Простился казак, поехал домой на хутор.
Доброй ночи! Ах, нет для него добрых ночей давно, давно!
С тех пор, как он её узнал, нет для него добрых ночей! И будут ли когда? Будут ли?
Со свадьбой поспешили, и её назначили через неделю. И все ждут. Старая Лемериха и радуется, и тревожится: в ушах у неё и звон золота, и тихие дочернины просьбы; сердце играет от жадной радости и сжимается от близкой разлуки с дочерью. Она сурова и немилостива с нею, скрепя сердце, и ждёт, не дождётся, когда всё кончится и они будут богаты, богаты и благополучны. Хлопочет старуха, суетится, готовится к свадьбе, гостей сзывает.
Ждёт жених назначенного дня, воскресенья. Так торопил он слуг, что те теперь сидят сложа руки — нет им никакого дела — и ведут речь об его будущем житье-бытье. В хуторе всё готово. Домик белеет между зелёными тополями, блестят светлые окна. На муравчатом дворе дорога гладка и чисто подметена — катись прямо к низенькому крылечку с навесом. Сад кругом весь в плодах, цветы в саду все в цвету. На полях, что видны далеко, наливается и спеет рожь, золотится пшеница. Степь зеленеет травой и пестреет цветом. Лес шумит, развернувшись всеми листьями. Вдали полоса синей воды сверкает. И всё дышит каким-то страшным нетерпением: и сверкающая вода, и шумящий лес, и волнующиеся поля, и степь, и прибранный двор, и сад, и плоды, и цветы, и готовый домик с окошками — всё, всё, всё… А пуще всего молодой казак: нетерпение охватило его, как пламя, и, как пламя, жжёт. Несносно ему ждать.
Всё готово. И оттого, что всё готово, кажется ждать ещё невыносимей. Днём и ночью он ходит и мечется, то туда, то сюда кидается, там и сям останавливается, быстро бежит в одну сторону и ещё быстрее возвращается в другую.
И молодая Лемеривна ждёт. Она ни за что не берётся, ни к чему не дотрагивается; ни о чём не заботится, не хлопочет, ничего не говорит и не спрашивает, — сидит, сложив белые руки, ни на какие сборы и приготовления не смотрят её красивые глаза; сомкнуты свежие уста и безмолвны, но она ждёт.

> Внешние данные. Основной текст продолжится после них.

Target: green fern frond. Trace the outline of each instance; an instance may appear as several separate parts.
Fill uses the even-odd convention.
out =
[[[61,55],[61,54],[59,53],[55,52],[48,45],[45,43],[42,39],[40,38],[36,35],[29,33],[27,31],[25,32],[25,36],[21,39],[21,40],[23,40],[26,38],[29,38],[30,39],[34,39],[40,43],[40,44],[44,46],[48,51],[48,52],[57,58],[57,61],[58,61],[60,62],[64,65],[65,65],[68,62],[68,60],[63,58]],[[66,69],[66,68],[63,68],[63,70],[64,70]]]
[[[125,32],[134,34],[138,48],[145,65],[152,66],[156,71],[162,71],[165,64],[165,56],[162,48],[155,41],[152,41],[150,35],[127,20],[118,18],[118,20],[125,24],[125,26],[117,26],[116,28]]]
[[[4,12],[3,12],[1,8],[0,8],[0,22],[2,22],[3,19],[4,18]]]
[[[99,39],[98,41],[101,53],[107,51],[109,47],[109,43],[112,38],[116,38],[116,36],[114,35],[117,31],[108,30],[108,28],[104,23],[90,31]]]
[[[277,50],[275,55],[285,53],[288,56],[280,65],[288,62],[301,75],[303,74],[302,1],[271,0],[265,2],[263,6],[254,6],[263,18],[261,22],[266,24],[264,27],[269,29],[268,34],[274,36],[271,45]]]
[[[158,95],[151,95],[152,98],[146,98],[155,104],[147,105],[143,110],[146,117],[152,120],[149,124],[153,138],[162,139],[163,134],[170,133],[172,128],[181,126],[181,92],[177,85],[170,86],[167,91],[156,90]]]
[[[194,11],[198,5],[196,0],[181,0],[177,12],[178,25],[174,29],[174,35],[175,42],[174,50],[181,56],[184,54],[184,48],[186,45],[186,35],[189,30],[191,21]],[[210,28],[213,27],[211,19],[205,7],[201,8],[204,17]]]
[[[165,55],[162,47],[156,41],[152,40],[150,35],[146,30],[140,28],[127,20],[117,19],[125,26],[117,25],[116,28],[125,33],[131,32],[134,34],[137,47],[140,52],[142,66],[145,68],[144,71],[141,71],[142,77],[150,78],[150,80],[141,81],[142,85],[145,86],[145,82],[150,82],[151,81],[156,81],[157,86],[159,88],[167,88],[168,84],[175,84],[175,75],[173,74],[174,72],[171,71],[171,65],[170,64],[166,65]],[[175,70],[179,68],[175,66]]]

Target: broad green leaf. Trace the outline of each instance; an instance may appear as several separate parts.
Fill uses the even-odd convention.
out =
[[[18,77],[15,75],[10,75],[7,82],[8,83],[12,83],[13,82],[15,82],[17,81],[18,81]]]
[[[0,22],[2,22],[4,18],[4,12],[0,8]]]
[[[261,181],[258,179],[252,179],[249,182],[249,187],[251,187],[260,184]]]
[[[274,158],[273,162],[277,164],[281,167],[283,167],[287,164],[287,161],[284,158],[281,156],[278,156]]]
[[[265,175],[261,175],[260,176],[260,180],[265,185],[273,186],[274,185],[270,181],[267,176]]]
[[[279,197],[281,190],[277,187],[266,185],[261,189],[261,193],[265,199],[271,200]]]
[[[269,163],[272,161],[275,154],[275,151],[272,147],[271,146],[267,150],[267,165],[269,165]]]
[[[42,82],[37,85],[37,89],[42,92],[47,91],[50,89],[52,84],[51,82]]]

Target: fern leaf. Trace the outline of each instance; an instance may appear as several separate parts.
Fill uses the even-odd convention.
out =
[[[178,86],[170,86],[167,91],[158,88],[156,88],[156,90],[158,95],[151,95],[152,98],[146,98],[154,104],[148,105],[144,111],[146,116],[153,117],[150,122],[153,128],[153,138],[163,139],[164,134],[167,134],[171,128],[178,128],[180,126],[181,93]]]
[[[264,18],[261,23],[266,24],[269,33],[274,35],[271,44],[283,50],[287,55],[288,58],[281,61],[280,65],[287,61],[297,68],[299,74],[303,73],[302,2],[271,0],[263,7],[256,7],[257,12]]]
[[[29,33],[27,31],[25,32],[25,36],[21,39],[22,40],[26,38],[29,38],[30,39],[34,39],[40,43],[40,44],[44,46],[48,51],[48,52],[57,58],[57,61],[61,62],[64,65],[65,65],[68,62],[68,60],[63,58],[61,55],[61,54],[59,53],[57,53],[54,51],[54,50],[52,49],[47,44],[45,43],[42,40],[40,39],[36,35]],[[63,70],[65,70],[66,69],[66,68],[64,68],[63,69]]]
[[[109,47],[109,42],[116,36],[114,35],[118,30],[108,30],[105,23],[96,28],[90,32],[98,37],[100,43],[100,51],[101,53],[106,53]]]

Рано, до восхода солнца, уже сидит под окошком и встречает восход, — встречает без слов и без слёз, только лицо иногда вспыхнет лёгким румянцем и глаза засияют, — но это ненадолго, скоро сиянье гаснет и лицо бледнеет. Поздно вечером сидит она под тем же окошечком; тогда в вечерней мгле не видно её лица, а если месяц выглянет и осветит, кажется, будто оно всё белее и белее, но всё то же спокойное, тихое лицо.
И дождались субботы. Приехал жених к невесте и застал полную хату нарядных девушек в ярких лентах, в свежих цветах. И сама она сидела нарядная, и в свежих цветах. Она не пошевельнулась, не двинулась, когда он вошёл, и пристально, пристально посмотрела на него.